How not to do cluster monitoring.

The world should have blinkenlights on its computer systems. That’s a given.

I wrote a couple of things. One was a Python program that pinged the four machines forming the cluster, and displayed a red or green light on a UnicornHD HAT to show their status. It worked very nicely. Then I wrote Python code to form part of any program that would be run in parallel on the cluster, which would send a signal saying whether each core was busy or not. It worked nicely, and I now had a row of 16 LEDs, in red or green, so I could see what was going on. It was very pretty.

Unfortunately, as it worked by sending a file by FTP every time a processor core changed between running and idle, it created a very effective Denial of Service attack on our network. Oops.

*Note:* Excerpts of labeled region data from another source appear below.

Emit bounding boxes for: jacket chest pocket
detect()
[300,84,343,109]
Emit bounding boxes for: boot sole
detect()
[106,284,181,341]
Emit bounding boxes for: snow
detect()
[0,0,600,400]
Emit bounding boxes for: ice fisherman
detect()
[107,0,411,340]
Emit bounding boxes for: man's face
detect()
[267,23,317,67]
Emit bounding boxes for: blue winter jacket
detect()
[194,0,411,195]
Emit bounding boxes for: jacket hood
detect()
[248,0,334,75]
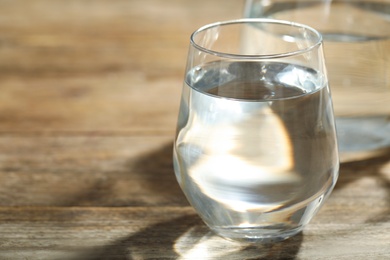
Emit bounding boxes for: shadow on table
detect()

Now that I have thought about it more carefully, I shall be constructing a much better monitoring system, which will be based on sockets. I’ve been avoiding learning how to use them for far too long, anyway…

Later:

I tried at least umpteen example programs using sockets, and the connections were all rejected, and I couldn’t work out how to fix that. Suggestions, anyone?

Using a Python program to query the cluster computers took nearly six seconds to look at the 16 cores, hardly blinkenlights… A quick hack of a bash script, astonishingly, took almost as long. Back to trying to get sockets to work, then…

Working sockets tutorial!

At last, I found a socket programming example that worked, here!

I wanted to give Zan a tiny donation, but sadly his GoFundMe page seems defunct, and possibly the message I tried to send him also failed…

Sadly, I was then unable to work out how to accept multiple connections from the cluster computers.

Threading sockets programs!

There’s another set of client-server demos on GitHub, here, that I tested with Marvin and two of the Oysters, to confirm that it can do what I want. I can hoik code from those while retaining the program logic, and maybe get all four Oysters to send their status to Marvin, for him to display. I am not at all bothered that I am writing control system code for the cluster, instead of getting round to some fun applications of parallelism

Success!

I now have a GUI program that runs on Marvin, which takes a program developed on Marvin, deploys it on the four Pi’s that make up the oyster cluster, then uses mpirun to run it in parallel on 16 cores, with the results appearing on Marvin.

It’s clearly time to knock off and celebrate…

Raspberry Pi Cluster test

I’m just testing my Raspberry Pi cluster, to see if I have sorted out the setup properly this time. Finding the primes up to 10,000 with one core, and then sixteen cores, followed by using 16 cores to find primes up to 100,000 gave these results…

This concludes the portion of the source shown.